Kolumbijskie prostytutki
W kwietniu 2012 roku ośmiu agentów Secret Service robiło w Kolumbii rekonesans przed planowaną wizytą Baracka Obamy. Nie zajmowali się jednak wyłącznie swoimi zadaniami i zabezpieczaniem terenu. Okazało się, że ochrona prezydenta szukała także uciech w towarzystwie prostytutek. Sprawa być może nigdy nie wyszłaby na jaw, gdyby dwóch agentów, którzy sprowadzili do pokoju prostytutkę, opłacili ją zgodnie z cennikiem. Kobieta niezadowolona z tego, jak potraktowali ją Amerykanie, ujawniła wszystko mediom - poszło o równowartość 50 dolarów. Jej sprawa okazała się tylko wierzchołkiem góry lodowej.

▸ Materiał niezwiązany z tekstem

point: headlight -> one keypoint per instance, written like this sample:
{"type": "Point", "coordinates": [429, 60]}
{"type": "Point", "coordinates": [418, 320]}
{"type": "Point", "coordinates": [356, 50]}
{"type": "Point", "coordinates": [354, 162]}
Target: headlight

W efekcie afery ze służby usunięto czterech agentów, a kolejnych sześciu odeszło dobrowolnie. Okazało się, że mężczyźni byli zamieszani w kontakty z co najmniej 21 prostytutkami. Śledztwo wykazało, że agenci szukali podobnych uciech także w Salwadorze.
Skandal dotyczył nie tylko Secret Service. Śledczy wykazali, że dwóch funkcjonariuszy Agencji ds. Walki z Narkotykami (DEA) "nagrało" prezydenckiej ochronie jedno ze spotkań z panią do towarzystwa.
Amerykańscy komentatorzy wskazują, że powołanie Julii Pierson, pierwszej kobiety na stanowisku szefa Secret Service było pokłosiem głośnej afery z prostytutkami, która w ostatnich latach zdecydowanie najmocniej podkopała reputację i nadszarpnęła wizerunek ochrony prezydenta USA.
Na zdjęciu: Dania Londono, prostytutka, która rozpoczęła aferę.